The Ottawa Paramedic Service responds and provides immediate treatment to life-threatening health emergencies across Ottawa, as well as supporting call intake and responses in neighbouring eastern Ontario communities. These health emergencies include:

  • Heart attacks and strokes
  • Serious respiratory conditions
  • Trauma from collisions, falls, natural disasters, fires and other emergencies

In addition to physical health emergencies, paramedics are also part of the mental health response team.

The Ottawa Paramedic Service also provides specialized emergency response operations to other first-responder emergencies, including marine paramedics for waterways and tactical paramedic for police operations. For special events, there are bike paramedics for easier and quicker access to respond to a health situation or injury, especially in crowded areas.

While responding to emergencies is the upmost priority, the service teaches important life-saving skills to the community through its first aid and CPR training. Its Public Access Defibrillator Program also helps place automatic external defibrillators in public and private buildings, along with support and training plans. In addition, they provide illness and injury prevention awareness presentations to schools and community groups These proactive measures help save precious time when every second counts during life-threatening emergencies. In addition, they provide illness and injury prevention awareness presentations to schools and community groups.

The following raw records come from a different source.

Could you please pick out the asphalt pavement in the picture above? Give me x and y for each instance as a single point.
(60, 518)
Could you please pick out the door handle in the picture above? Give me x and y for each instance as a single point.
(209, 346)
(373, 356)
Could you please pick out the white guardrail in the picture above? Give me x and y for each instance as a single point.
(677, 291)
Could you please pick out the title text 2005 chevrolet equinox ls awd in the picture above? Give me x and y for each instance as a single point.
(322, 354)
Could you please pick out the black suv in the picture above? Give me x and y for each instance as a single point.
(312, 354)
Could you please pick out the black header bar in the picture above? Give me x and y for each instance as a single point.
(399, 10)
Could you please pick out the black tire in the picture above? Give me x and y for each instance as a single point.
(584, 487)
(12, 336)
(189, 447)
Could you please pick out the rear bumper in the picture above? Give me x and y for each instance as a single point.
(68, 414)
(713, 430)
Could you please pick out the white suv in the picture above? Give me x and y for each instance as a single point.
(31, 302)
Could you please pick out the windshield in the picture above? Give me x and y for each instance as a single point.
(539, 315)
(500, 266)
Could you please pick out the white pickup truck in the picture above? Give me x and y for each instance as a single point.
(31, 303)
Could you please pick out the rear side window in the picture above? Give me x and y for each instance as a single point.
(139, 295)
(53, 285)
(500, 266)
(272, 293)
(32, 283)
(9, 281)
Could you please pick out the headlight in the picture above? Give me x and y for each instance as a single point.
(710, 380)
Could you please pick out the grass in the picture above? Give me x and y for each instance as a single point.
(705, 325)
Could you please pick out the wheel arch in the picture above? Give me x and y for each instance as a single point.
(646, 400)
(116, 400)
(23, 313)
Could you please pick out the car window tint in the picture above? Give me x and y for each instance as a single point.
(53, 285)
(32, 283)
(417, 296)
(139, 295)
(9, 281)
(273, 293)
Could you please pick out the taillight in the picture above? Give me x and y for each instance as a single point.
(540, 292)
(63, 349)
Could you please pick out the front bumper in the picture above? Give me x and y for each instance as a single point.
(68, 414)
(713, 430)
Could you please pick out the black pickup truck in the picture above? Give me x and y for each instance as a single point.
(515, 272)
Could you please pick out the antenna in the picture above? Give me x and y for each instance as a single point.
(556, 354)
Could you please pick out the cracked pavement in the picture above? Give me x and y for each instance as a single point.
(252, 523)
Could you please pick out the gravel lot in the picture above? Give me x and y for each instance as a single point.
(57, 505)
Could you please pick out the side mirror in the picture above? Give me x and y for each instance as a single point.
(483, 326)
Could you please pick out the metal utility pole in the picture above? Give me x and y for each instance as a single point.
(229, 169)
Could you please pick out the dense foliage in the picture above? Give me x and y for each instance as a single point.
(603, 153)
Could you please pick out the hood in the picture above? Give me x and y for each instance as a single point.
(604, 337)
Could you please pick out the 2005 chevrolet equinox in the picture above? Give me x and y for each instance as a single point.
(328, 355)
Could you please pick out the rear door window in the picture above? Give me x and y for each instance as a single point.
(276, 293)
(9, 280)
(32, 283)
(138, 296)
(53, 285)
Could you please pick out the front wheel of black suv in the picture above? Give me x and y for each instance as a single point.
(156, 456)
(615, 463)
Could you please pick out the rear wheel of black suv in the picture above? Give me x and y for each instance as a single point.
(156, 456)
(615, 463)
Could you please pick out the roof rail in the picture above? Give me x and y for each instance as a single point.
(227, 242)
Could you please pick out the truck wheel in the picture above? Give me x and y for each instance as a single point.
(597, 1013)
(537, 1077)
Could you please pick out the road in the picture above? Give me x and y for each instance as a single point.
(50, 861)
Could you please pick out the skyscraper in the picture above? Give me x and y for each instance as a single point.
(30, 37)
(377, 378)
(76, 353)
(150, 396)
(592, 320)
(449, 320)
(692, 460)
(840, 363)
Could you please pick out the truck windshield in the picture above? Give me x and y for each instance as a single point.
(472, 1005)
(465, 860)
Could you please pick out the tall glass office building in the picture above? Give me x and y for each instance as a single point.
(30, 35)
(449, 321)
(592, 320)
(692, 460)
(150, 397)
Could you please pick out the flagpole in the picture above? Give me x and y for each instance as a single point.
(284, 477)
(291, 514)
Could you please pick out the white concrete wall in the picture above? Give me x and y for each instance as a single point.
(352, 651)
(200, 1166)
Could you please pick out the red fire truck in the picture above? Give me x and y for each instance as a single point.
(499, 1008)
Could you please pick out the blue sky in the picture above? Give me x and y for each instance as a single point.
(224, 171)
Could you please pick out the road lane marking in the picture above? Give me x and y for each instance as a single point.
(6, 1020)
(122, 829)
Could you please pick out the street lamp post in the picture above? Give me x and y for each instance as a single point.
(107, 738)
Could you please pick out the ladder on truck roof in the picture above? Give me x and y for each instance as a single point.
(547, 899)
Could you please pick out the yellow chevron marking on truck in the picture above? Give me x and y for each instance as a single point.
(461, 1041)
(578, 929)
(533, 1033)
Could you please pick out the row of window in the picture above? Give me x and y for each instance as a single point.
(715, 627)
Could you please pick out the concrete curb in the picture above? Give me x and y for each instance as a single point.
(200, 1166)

Paramedics also help support our health-care system to provide to home-based health care to patients with complex medical needs through various Community Paramedic Programs. The Ottawa Paramedic Service is also partnering with the Montfort Hospital in a pilot program that places primary care paramedics in the emergency room to help reduce paramedic transfer delays.

Communications centres: behind-the-scenes support for fire and paramedics

Communications officers work tirelessly behind the scenes at both communication centres. The Province of Ontario fully fund the Ottawa Paramedic Service communications centre.